V2X-QA: A Comprehensive Reasoning Dataset and Benchmark for Multimodal Large Language Models in Autonomous Driving Across Ego, Infrastructure, and Cooperative Views
In the rapidly evolving field of autonomous driving, the integration of advanced artificial intelligence is crucial to enhancing vehicle safety and performance. Multimodal large language models (MLLMs) have emerged as promising tools for understanding and interpreting complex driving environments. However, current evaluation benchmarks predominantly focus on ego-centric perspectives, which limits their ability to assess model performance in diverse driving conditions that involve infrastructure and cooperation.

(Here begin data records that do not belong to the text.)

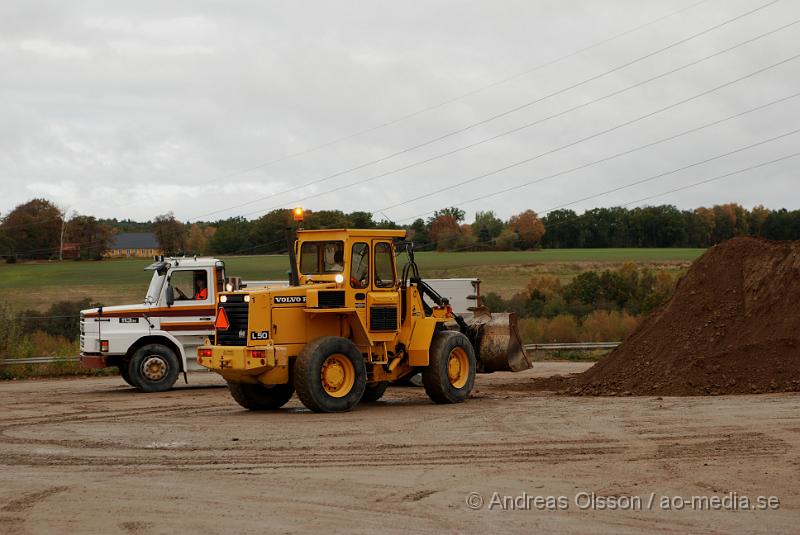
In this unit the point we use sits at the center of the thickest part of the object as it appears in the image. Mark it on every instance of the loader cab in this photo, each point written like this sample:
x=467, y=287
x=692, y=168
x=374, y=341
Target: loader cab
x=361, y=262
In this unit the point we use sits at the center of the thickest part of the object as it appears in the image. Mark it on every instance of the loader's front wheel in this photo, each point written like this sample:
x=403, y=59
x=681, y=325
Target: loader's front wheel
x=330, y=375
x=261, y=397
x=450, y=374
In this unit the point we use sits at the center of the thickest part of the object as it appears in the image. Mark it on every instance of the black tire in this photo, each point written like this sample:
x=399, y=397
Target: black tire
x=438, y=384
x=153, y=368
x=124, y=372
x=308, y=372
x=261, y=397
x=374, y=391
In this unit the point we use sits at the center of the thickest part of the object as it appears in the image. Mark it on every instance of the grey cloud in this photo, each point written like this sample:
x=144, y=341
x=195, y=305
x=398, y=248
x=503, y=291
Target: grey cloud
x=131, y=110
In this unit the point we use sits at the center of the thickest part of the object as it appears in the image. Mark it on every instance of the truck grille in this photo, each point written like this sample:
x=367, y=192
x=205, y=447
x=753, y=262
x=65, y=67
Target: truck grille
x=383, y=318
x=238, y=312
x=333, y=299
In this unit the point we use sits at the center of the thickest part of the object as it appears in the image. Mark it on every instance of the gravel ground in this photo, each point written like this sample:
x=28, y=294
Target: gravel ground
x=94, y=456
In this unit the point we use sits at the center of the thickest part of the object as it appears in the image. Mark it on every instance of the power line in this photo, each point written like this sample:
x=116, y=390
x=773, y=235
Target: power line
x=561, y=113
x=445, y=102
x=462, y=96
x=685, y=167
x=496, y=116
x=714, y=179
x=663, y=193
x=613, y=156
x=597, y=134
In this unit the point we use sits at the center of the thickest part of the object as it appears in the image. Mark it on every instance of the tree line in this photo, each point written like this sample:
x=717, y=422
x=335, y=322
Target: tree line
x=38, y=229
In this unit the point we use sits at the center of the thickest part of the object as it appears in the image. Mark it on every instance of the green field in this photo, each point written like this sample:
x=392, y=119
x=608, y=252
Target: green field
x=36, y=285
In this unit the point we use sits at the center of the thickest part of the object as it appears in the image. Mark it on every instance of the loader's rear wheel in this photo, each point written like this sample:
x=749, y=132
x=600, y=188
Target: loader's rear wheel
x=330, y=375
x=450, y=374
x=375, y=391
x=261, y=397
x=153, y=368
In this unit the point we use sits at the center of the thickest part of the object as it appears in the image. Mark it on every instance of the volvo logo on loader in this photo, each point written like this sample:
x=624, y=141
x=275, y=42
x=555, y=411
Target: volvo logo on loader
x=289, y=299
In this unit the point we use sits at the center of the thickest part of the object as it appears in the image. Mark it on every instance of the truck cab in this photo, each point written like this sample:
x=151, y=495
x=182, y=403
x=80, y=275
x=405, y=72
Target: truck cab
x=153, y=342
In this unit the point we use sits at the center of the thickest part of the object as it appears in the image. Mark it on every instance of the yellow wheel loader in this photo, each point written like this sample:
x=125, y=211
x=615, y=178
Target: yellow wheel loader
x=348, y=325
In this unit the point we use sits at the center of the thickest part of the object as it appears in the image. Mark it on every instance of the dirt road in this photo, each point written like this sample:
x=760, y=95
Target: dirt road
x=94, y=456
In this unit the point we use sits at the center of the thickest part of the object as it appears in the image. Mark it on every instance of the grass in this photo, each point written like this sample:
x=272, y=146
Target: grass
x=37, y=285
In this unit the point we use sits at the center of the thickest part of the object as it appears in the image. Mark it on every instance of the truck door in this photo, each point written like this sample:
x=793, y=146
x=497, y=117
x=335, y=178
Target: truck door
x=191, y=316
x=383, y=300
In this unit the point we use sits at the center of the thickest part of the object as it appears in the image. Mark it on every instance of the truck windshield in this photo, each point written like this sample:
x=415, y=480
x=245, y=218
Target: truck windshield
x=155, y=288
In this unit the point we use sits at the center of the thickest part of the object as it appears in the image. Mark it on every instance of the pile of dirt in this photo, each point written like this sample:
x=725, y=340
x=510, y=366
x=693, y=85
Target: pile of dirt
x=732, y=327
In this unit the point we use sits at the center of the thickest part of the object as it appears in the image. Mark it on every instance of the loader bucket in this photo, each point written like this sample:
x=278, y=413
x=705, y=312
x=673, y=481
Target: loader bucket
x=496, y=341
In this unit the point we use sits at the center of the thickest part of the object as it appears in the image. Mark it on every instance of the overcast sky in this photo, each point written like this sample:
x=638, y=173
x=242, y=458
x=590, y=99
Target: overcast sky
x=130, y=110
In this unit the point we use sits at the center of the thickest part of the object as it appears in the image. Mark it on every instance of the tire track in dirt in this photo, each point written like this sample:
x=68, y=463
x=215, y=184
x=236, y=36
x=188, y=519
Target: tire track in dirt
x=352, y=455
x=12, y=514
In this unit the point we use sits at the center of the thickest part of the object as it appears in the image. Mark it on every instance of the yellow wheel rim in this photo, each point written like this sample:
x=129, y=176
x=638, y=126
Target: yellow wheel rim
x=458, y=367
x=338, y=376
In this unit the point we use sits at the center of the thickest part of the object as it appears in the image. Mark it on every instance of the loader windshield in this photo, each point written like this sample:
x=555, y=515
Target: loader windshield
x=317, y=258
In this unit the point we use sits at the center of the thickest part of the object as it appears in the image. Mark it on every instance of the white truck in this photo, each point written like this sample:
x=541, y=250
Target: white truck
x=152, y=343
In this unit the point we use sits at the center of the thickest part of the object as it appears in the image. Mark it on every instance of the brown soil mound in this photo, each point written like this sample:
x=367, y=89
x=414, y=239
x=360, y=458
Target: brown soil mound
x=732, y=327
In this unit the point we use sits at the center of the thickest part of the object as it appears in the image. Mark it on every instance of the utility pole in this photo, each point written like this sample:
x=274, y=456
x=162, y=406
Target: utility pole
x=63, y=230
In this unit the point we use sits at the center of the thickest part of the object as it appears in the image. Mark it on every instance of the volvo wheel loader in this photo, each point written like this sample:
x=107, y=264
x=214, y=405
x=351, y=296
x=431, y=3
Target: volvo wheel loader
x=348, y=325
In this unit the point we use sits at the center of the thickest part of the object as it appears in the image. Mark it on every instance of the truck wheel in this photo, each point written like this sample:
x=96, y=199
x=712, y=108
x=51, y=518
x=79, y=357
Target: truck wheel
x=330, y=375
x=261, y=397
x=450, y=374
x=124, y=371
x=374, y=391
x=153, y=368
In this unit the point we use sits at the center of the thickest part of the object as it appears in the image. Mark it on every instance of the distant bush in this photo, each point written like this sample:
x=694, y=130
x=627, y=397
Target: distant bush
x=595, y=306
x=599, y=326
x=61, y=319
x=627, y=289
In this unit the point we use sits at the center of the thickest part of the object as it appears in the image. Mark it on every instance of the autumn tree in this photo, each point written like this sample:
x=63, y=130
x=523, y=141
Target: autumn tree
x=199, y=236
x=445, y=232
x=486, y=226
x=268, y=232
x=529, y=229
x=34, y=229
x=170, y=233
x=91, y=236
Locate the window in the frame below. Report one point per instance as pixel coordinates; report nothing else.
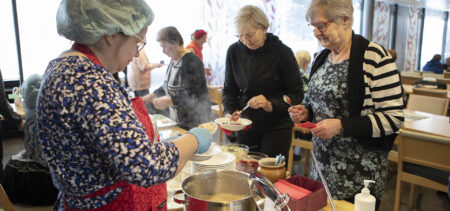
(39, 39)
(8, 53)
(433, 35)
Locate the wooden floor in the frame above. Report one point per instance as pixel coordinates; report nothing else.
(427, 199)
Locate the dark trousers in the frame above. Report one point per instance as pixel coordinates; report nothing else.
(270, 143)
(377, 203)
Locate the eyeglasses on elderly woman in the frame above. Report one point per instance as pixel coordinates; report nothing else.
(321, 26)
(141, 44)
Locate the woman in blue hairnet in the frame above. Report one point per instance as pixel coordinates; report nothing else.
(97, 150)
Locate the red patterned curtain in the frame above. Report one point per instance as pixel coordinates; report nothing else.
(381, 24)
(411, 41)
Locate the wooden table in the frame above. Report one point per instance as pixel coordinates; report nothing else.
(433, 124)
(341, 205)
(408, 89)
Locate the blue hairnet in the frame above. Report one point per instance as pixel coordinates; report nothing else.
(85, 21)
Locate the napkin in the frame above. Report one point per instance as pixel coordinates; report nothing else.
(307, 124)
(228, 132)
(292, 190)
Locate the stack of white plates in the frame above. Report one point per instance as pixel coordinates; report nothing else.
(223, 160)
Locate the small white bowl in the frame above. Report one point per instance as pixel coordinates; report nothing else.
(225, 123)
(213, 149)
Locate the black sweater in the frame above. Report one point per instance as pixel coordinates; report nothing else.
(6, 110)
(271, 71)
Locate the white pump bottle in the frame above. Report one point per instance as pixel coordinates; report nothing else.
(364, 201)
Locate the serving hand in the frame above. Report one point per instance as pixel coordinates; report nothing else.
(327, 128)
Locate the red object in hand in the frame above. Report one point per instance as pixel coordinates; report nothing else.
(292, 190)
(235, 116)
(307, 124)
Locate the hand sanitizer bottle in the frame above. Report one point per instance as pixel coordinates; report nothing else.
(364, 201)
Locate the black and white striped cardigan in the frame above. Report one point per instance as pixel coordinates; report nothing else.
(375, 94)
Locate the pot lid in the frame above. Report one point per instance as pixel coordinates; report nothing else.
(263, 190)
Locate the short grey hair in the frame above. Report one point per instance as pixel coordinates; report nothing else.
(302, 56)
(332, 9)
(171, 35)
(251, 15)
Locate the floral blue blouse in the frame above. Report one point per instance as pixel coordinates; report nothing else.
(345, 164)
(92, 138)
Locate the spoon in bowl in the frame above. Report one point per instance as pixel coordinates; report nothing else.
(287, 100)
(237, 114)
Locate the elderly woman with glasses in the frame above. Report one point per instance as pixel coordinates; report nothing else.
(355, 100)
(184, 89)
(260, 69)
(98, 152)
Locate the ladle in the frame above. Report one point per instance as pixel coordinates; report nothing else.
(287, 100)
(237, 114)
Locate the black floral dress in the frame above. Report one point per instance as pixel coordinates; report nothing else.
(343, 161)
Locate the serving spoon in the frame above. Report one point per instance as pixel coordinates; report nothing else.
(237, 114)
(287, 100)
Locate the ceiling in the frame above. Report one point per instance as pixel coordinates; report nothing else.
(443, 5)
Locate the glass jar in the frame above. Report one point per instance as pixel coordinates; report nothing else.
(273, 173)
(249, 163)
(238, 150)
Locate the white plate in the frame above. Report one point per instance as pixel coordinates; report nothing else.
(223, 158)
(224, 123)
(211, 126)
(162, 121)
(213, 149)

This article introduces V2X-QA, a pioneering dataset and benchmark specifically designed to evaluate MLLMs in various driving contexts, including vehicle-side, infrastructure-side, and cooperative viewpoints. The framework aims to provide a comprehensive assessment of MLLMs by utilizing a view-decoupled evaluation protocol that allows for controlled comparisons across different driving scenarios.
Key Features of V2X-QA
- View-Decoupled Evaluation Protocol: This protocol enables the evaluation of MLLMs under three distinct driving conditions: vehicle-only, infrastructure-only, and cooperative. This systematic approach ensures a robust comparison of model capabilities.
- Multiple-Choice Question Answering (MCQA) Framework: V2X-QA is organized around an MCQA framework, which allows for structured interaction with the dataset and facilitates nuanced understanding of model performance.

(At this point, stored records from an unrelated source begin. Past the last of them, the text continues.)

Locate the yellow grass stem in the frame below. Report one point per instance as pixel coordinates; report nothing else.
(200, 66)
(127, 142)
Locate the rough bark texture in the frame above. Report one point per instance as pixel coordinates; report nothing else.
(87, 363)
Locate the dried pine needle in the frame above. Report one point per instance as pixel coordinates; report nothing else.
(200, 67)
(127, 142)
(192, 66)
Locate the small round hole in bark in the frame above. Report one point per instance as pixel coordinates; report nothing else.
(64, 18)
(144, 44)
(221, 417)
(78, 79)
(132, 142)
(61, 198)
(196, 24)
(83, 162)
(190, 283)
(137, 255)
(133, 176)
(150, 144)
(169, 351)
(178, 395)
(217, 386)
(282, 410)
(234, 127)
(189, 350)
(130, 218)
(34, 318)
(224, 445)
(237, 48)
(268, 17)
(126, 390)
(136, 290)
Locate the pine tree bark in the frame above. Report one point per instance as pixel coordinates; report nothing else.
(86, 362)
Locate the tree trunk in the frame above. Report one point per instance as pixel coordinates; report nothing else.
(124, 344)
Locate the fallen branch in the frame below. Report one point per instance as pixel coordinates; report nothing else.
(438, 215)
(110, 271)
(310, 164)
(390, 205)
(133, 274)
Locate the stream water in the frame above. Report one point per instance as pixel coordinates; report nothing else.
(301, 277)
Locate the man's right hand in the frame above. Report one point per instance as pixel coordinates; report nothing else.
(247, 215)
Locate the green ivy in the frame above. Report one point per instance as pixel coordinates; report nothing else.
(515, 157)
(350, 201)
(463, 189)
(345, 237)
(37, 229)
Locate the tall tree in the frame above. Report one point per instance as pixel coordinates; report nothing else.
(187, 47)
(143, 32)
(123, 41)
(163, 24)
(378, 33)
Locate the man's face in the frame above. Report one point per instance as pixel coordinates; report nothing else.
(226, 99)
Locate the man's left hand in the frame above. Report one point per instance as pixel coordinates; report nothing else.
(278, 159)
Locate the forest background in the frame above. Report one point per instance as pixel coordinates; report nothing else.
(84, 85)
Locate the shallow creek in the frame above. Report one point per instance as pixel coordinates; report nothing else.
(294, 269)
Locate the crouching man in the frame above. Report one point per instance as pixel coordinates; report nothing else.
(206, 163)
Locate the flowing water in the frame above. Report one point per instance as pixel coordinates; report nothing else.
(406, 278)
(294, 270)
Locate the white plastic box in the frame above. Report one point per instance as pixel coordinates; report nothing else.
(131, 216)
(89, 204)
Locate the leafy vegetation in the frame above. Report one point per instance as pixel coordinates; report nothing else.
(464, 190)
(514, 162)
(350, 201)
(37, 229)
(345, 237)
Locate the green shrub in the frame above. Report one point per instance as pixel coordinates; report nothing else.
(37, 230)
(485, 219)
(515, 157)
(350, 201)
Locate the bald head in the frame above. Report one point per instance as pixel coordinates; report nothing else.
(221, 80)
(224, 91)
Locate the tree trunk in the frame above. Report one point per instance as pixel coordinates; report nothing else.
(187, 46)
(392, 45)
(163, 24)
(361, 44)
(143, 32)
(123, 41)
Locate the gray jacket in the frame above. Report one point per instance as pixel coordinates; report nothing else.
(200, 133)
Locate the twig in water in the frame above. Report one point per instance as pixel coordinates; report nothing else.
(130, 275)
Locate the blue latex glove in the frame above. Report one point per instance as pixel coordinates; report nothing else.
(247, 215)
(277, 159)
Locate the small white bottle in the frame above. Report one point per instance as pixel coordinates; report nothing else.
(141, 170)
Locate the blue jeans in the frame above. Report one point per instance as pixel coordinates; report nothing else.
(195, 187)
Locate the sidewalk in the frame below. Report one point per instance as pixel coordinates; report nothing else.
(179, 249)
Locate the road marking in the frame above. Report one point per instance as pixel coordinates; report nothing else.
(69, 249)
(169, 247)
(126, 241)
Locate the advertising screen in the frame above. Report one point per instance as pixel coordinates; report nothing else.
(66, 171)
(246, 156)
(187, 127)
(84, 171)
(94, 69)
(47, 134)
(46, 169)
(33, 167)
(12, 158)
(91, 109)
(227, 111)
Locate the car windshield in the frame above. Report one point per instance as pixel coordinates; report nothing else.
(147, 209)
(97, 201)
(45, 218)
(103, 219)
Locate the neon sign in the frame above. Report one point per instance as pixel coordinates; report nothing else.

- Twelve-Task Taxonomy: The benchmark comprises a comprehensive taxonomy that spans perception, prediction, reasoning, and planning tasks. This diversity ensures a thorough examination of the models’ capabilities across multiple dimensions.
- Expert-Verified Annotations: The dataset is constructed through meticulous MCQA annotations verified by experts, enabling fine-grained analysis of viewpoint-dependent capabilities and fostering a deeper understanding of model performance.

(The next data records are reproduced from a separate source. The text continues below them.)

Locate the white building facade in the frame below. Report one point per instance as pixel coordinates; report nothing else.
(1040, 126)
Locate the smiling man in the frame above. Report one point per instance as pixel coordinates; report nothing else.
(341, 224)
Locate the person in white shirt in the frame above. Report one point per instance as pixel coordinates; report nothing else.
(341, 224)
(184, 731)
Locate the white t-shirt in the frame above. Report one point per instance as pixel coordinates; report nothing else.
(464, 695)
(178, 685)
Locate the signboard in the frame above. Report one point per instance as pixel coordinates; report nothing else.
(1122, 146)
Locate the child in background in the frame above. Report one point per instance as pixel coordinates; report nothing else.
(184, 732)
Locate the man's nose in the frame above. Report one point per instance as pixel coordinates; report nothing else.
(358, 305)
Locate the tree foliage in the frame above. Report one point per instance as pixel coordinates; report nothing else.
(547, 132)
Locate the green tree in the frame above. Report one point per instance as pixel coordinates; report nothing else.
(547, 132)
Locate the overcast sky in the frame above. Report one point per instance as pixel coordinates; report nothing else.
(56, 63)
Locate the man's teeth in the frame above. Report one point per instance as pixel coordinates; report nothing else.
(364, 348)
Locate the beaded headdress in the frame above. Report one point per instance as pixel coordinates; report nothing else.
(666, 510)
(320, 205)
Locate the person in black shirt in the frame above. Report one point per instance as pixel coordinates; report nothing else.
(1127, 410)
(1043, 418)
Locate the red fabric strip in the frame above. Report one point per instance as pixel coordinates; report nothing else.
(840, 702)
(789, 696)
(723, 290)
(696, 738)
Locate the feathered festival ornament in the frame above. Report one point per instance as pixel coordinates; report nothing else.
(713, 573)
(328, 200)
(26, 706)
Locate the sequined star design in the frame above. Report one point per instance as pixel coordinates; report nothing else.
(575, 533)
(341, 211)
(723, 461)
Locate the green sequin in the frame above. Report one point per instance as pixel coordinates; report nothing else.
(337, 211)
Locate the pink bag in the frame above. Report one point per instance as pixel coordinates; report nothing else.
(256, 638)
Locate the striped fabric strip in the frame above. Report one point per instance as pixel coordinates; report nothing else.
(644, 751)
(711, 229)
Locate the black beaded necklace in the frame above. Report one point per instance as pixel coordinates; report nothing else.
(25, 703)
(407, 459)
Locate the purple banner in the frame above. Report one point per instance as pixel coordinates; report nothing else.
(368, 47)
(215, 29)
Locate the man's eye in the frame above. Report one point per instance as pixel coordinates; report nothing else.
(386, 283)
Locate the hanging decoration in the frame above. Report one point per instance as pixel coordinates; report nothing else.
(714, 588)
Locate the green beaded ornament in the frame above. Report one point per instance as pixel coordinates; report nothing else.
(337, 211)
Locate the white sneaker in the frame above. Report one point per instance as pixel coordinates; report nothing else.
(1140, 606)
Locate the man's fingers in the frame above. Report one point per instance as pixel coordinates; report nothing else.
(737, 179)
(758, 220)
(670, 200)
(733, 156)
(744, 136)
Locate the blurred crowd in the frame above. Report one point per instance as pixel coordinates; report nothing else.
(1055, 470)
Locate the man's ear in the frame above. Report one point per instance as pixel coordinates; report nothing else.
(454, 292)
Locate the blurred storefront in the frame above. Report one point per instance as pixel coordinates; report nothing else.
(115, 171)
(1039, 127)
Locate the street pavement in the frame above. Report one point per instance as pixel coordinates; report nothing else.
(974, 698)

Benchmark Results and Insights
Benchmark results have been obtained by evaluating ten representative state-of-the-art proprietary and open-source models on the V2X-QA dataset. The findings indicate that:
- Viewpoint accessibility plays a significant role in model performance, highlighting the importance of considering both ego-centric and infrastructure-centric perspectives.
- Infrastructure-side reasoning is critical for understanding macroscopic traffic dynamics and improving overall traffic management.
- Cooperative reasoning poses challenges, as it necessitates not only additional visual input but also effective cross-view alignment and evidence integration.
Introducing V2X-MoE
To address the challenges identified in cooperative reasoning, the authors propose V2X-MoE, a benchmark-aligned baseline that incorporates explicit view routing and viewpoint-specific LoRA experts. The strong performance of V2X-MoE underscores the potential for explicit viewpoint specialization as a promising avenue for enhancing multi-view reasoning in autonomous driving scenarios.
Conclusion
V2X-QA lays the groundwork for future research in multi-perspective reasoning, reliability, and cooperative physical intelligence in connected autonomous driving. The dataset and V2X-MoE resources are publicly available, offering researchers and practitioners valuable tools for advancing the field. Access the resources at: GitHub – V2X-QA.